La police avait engagé des poursuites pénales contre Netiporn en mars 2022 parce qu’elle avait réalisé un sondage auprès de passants dans un centre commercial de Bangkok au sujet de leur opinion sur les contrôles routiers imposés lors des déplacements des cortèges de la famille royale. Elle était accusée du crime de lèse-majesté et de sédition en vertu des articles 112 et 116 du Code pénal.

Elle avait déjà été détenue entre le 3 mai et le 4 août 2022, et avait alors observé une grève de la faim pendant 64 jours en guise de protestation. Elle a été renvoyée en détention après l’annulation de sa libération provisoire sous caution le 26 janvier 2024, puis condamnée à un mois de détention pour outrage à magistrat.

Aux termes des normes internationales relatives aux droits humains et notamment au droit à la vie, les États ont une obligation accrue de protéger la vie des personnes qu’ils détiennent. Les décès en détention créent une présomption de responsabilité de l’État pour la privation arbitraire de la vie, qui ne peut être démentie que par une enquête appropriée, par le biais d’investigations rapides, impartiales et efficaces sur les circonstances et les causes de ces décès.

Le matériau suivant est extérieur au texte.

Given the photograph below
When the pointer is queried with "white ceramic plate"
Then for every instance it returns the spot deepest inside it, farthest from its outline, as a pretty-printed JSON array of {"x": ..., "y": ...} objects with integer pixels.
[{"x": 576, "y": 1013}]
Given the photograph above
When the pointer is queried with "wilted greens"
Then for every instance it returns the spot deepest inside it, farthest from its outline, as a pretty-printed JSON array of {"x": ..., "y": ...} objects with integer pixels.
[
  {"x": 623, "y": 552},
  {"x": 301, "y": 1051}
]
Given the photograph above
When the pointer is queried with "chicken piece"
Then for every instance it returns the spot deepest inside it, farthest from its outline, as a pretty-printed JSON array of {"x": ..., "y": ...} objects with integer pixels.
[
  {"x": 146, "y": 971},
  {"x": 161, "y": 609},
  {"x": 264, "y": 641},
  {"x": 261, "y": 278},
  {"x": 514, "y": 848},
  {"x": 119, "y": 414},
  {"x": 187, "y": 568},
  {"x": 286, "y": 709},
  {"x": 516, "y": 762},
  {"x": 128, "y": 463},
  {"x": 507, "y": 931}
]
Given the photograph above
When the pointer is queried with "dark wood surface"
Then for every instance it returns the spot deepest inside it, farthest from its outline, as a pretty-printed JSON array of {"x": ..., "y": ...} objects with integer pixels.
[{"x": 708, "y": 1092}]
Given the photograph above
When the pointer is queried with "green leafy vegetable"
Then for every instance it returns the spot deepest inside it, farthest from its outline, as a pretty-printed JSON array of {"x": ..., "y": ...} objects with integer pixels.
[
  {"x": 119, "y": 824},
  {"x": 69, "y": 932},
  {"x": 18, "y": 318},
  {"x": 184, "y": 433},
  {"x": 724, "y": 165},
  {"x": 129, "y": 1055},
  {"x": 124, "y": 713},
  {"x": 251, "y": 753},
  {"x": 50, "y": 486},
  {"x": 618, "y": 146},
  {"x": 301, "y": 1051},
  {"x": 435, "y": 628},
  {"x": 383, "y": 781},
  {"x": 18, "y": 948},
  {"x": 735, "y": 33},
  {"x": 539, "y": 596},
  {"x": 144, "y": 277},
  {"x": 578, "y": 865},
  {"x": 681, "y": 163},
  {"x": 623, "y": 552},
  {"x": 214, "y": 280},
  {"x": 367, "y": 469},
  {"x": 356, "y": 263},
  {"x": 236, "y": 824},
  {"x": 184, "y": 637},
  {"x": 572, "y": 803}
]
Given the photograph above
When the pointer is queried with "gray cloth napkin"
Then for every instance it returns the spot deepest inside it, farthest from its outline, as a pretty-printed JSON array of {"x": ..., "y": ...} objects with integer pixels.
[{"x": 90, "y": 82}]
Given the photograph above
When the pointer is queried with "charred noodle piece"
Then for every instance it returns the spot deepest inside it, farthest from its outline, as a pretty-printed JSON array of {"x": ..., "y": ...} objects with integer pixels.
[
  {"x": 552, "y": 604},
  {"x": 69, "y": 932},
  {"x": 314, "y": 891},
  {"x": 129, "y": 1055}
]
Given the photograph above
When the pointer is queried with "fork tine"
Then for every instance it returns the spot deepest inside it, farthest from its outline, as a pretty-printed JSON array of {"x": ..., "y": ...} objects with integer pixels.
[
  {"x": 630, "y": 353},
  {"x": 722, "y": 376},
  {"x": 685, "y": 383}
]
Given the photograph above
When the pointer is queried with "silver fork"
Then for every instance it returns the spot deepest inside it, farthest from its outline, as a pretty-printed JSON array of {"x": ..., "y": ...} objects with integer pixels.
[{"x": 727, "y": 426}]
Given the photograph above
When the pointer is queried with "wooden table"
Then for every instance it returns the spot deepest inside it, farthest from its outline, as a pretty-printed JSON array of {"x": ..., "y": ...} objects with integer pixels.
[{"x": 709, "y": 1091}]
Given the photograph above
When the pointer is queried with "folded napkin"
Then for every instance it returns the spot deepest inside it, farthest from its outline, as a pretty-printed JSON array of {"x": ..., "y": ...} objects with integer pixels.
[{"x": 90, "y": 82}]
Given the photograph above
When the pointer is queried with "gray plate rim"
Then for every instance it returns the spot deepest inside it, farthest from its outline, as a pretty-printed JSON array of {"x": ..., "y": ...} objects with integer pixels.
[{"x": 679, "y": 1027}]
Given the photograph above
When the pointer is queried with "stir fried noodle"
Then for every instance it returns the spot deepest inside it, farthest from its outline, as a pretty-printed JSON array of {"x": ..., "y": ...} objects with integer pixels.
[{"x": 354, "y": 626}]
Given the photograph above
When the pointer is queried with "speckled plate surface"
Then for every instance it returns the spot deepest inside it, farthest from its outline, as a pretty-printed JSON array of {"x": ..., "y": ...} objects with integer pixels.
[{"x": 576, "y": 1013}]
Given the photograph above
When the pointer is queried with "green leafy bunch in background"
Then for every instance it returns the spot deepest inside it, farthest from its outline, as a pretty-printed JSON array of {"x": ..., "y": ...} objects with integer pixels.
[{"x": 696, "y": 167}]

Les autorités thaïlandaises mènent une répression de grande ampleur contre les manifestations pacifiques et le débat en ligne depuis le mois de juillet 2020, au cours duquel ont débuté des manifestations, très majoritairement pacifiques, en faveur de la démocratie.

Le pouvoir utilise des dispositions législatives formulées de façon vague – sur la sécurité, la monarchie et la cybercriminalité – comme instruments de répression et traite l’exercice pacifique des droits humains comme une menace pour la sécurité ou l’ordre public, ou une atteinte à la monarchie.

En outre, des manifestant·e·s bien connus sont placés en détention provisoire arbitraire pendant des mois : ils se voient refuser leur droit à une libération provisoire sous caution ou sont soumis à des conditions de libération sous caution restrictives qui limitent fortement leurs droits fondamentaux à la liberté de mouvement, d’expression et de réunion pacifique. Le pouvoir continue d’intensifier le harcèlement judiciaire à l’égard des personnes qui mènent des activités perçues comme des actes de dissidence publique.

Des expert·e·s des droits humains des Nations unies, notamment le Comité des droits de l’homme des Nations unies, les rapporteurs spéciaux sur la liberté d’expression et d’opinion, les droits à la liberté de réunion pacifique et d’association et le Groupe de travail sur la détention arbitraire, ainsi que les gouvernements lors des examens périodiques universels (EPU), appellent depuis longtemps le gouvernement thaïlandais à mettre un terme aux détentions arbitraires et à imposer des restrictions excessives à l’exercice légitime des droits à la liberté d’expression et de réunion pacifique.